Of course the rabbit responded at once by saying the most predictable thing possible: “That’s not true. If I wasn’t doing this, someone else would. I’m not breaking the law. An apartment is the largest investment most people make, and they want the best price, so I’m just offering a service that—”

“Apartments aren’t supposed to be investments,” Zara replied gloomily.

“What are they supposed to be, then?”

“Homes.”

“Are you some sort of communist?” the rabbit chuckled.

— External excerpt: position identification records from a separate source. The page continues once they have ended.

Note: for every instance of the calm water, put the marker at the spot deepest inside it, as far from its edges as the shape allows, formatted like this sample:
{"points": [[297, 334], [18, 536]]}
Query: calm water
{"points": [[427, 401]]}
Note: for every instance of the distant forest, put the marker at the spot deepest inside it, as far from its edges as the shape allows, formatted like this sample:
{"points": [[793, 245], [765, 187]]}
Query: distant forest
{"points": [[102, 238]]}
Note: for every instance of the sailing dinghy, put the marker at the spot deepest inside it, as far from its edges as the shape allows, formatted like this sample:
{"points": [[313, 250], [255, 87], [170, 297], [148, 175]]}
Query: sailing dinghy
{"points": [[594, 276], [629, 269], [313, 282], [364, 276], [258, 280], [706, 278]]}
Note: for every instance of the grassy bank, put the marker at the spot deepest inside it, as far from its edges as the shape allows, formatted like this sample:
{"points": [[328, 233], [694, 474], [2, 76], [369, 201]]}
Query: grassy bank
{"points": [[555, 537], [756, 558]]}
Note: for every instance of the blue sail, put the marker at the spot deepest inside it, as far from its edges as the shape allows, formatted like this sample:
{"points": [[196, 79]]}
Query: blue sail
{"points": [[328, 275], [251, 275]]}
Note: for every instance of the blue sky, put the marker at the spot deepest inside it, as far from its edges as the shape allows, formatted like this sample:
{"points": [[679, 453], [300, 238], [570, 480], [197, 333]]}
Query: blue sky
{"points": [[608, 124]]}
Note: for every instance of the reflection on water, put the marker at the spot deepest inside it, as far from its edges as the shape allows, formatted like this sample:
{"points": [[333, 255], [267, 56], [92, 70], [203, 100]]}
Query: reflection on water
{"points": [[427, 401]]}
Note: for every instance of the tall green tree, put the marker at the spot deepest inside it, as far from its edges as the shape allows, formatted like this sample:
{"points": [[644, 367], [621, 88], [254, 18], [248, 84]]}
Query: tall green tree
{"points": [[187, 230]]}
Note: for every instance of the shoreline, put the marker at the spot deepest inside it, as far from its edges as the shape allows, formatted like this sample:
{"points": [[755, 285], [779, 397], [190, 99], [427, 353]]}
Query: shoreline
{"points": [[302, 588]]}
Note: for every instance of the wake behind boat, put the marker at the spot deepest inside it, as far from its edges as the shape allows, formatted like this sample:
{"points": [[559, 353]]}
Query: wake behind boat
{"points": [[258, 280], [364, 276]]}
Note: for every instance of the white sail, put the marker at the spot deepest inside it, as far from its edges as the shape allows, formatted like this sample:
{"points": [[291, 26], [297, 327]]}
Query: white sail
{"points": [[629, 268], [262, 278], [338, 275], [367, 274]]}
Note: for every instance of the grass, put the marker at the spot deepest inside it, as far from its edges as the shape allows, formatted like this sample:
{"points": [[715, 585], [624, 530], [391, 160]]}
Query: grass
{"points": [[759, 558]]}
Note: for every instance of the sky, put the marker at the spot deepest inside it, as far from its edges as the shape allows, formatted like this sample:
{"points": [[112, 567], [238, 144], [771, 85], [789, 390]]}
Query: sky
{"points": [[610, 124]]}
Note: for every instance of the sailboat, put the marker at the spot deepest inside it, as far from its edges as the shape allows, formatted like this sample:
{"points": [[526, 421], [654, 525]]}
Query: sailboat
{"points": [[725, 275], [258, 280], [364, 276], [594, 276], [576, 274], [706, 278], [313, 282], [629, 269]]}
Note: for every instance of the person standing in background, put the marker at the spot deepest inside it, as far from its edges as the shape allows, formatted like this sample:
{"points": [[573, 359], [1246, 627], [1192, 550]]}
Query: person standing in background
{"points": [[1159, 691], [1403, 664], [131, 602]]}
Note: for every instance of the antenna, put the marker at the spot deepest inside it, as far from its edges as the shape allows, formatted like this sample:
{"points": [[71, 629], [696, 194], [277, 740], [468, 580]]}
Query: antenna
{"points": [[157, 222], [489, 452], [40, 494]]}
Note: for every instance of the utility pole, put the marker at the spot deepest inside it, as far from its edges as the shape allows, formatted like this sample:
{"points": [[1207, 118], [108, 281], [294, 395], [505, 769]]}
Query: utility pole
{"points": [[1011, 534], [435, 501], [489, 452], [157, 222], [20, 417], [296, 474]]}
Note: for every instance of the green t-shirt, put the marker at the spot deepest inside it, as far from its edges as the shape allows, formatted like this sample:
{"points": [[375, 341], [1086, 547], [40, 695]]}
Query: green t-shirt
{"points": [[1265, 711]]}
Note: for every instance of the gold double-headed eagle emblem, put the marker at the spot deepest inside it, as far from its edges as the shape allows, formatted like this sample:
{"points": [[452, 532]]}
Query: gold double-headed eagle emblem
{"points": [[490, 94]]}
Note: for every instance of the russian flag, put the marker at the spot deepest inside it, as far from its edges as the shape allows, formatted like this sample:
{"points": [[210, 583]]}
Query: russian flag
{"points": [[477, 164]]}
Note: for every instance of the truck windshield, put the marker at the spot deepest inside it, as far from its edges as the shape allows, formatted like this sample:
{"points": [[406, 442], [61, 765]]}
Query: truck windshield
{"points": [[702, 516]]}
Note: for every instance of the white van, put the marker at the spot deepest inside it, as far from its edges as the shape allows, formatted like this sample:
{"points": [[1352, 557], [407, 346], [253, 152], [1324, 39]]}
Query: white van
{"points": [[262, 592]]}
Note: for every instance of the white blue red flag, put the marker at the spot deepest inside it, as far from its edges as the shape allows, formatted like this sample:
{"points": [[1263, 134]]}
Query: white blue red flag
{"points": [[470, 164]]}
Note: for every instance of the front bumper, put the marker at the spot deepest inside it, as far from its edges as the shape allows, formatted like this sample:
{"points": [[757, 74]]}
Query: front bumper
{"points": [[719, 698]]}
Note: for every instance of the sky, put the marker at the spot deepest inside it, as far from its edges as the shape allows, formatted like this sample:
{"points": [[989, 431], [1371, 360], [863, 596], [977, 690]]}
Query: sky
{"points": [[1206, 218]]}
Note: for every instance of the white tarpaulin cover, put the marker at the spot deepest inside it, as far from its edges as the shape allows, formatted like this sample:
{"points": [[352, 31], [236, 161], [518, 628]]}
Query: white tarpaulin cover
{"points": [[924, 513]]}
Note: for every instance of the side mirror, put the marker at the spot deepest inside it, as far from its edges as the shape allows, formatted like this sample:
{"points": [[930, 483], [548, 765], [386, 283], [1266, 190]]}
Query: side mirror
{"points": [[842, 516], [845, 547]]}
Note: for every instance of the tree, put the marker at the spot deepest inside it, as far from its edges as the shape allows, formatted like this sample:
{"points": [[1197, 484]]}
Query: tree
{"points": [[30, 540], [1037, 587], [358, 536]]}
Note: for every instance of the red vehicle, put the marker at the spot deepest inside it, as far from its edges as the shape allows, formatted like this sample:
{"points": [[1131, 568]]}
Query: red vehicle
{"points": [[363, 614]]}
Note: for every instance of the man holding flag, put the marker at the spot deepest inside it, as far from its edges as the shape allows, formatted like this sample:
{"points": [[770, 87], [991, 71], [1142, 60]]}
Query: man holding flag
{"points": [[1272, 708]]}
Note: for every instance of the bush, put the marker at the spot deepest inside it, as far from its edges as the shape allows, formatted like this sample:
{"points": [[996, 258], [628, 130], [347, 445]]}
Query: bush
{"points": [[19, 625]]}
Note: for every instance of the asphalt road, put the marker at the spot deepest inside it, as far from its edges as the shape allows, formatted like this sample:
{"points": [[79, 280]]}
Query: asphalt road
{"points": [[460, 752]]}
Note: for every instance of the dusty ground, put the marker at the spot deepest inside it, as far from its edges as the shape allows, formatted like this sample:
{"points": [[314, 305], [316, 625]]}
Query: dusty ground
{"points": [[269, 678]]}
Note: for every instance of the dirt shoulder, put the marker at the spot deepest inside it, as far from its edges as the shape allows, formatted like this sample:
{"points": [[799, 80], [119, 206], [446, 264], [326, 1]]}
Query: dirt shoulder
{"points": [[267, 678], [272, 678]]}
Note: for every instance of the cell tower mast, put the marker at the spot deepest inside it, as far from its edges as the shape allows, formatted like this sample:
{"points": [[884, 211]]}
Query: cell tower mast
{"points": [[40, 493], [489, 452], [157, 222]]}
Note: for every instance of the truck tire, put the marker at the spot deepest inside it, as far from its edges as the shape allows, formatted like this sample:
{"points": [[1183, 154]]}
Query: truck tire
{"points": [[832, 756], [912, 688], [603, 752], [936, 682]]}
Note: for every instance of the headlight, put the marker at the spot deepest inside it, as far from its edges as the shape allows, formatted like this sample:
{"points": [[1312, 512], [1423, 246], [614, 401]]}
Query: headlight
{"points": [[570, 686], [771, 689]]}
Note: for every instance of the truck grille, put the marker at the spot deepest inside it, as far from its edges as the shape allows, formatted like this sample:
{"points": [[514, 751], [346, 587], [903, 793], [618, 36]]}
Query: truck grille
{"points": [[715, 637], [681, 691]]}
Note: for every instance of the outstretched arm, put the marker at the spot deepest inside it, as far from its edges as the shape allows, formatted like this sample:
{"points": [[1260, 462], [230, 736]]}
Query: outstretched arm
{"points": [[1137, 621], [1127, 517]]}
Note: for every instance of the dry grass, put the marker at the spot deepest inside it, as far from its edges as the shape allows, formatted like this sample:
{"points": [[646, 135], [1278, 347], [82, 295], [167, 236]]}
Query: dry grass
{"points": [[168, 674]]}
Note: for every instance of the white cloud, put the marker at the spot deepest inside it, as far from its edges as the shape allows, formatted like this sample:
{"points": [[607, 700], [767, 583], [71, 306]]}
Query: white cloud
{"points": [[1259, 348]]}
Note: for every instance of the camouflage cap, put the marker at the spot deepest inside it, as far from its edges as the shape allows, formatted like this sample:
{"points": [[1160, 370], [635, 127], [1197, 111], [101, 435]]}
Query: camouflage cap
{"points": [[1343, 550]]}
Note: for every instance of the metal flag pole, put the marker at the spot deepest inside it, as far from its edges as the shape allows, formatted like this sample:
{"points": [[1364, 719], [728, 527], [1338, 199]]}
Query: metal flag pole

Zara felt like punching him on the nose for that, but instead she pointed between his ears and said: “When the financial crisis hit ten years ago, a man jumped off that bridge because of a property market crash on the other side of the world. Innocent people lost their jobs and the guilty were given bonuses. You know why?”

“Now you’re exaggerat—”

“Because people like you don’t care about the balance in the system.”

Lennart chuckled superciliously inside the rabbit’s head. He still hadn’t realized who he’d embarked on a discussion with.

“You need to calm down, the financial crisis was the banks’ fault, I don’t make the—”

“The rules? Is that what you were about to say? You don’t make the rules, you just play the game?” Zara interrupted wearily, seeing as she’d rather drink nitroglycerin and go on a trampoline than have to listen to yet another man lecturing her about financial responsibilities.

“Yes! Well, no! But…”

Zara had spent enough of her life in committee rooms with the target market for cuff links to be able to predict the rest of this guy’s monologue, so she decided to save her time and his larynx: “Let me guess where you’re going with this: you don’t care about the seller of this apartment, you don’t care about Roger and Anna-Lena, either, you only care about yourself. But you’re going to try to defend yourself by saying that it isn’t possible to cheat the housing market, because the market doesn’t really exist, it’s a construct. Just numbers on a computer screen. So you don’t have any responsibility, do you?”